Materials:Large paper or plastic plate, markers, sticks, optional masking or colored tapes

Procedure: Review the story of Joshua and the day the sun stood still with students. Talk about the miracle involved. Explain that God uses miracles to remind people He is God and can control anything – including the sun.

Help students understand the basics of how the sun normally moves during the day, creating a marker for time. By causing the sun to stand still, God was in effect making time stand still as well. (Since this is a difficult concept for children to understand, you may want to do the craft before telling the story. Take the finished sundials outside and have students note where the shadow is at that time. After telling the story and discussing it with students, note where the shadow is at this point. It won’t move much in those fifteen minutes, but if you have marked where it was, a slight difference should be visible.)
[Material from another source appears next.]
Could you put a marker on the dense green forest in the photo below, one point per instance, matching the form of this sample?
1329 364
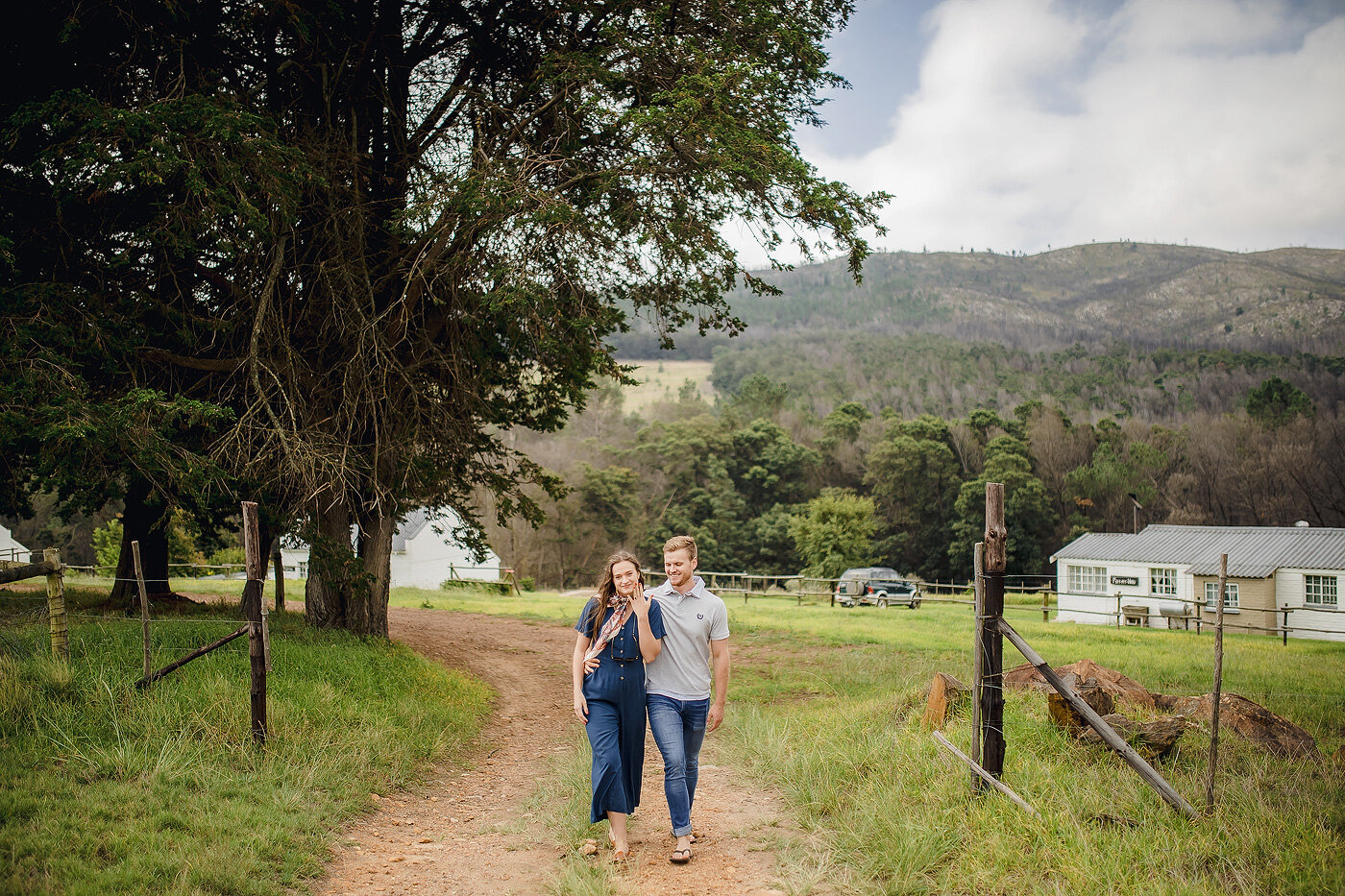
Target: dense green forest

Give students paper plates. Have them decorate the center with something that helps them remember God as the Creator can change any “rules” of nature with miracles any time He wants. Have students mark the rim of the plate with numbers like a clock. (Plates are pre-marked with tape at the 12, 3,6 and 9 positions.) Students should insert the stick in the middle of the plate through the hole made there. Have them put a bit of play dough on the reverse side of the sundial around the stick. (This will keep the stick stable and more accurate.)

Take the sundials outdoors and line them up so the shadow reflects the current time. Encourage students to take home their sundials and use them this week to tell time. Remind them every time they see their sundial, they should remember God can do anything!

Additional Questions:

  • Why does the sun move across the sky? Does the sun or earth actually move?
  • Now that you know God’s power of science, how does that effect your relationship with him? How can you trust him more?

Supplemental Activity: Based on what they learned about the sun dial, have students make their own human sun dial by allowing a person to be the center (gnomon) that casts the shadow. Use chalk and a paved or concrete surface.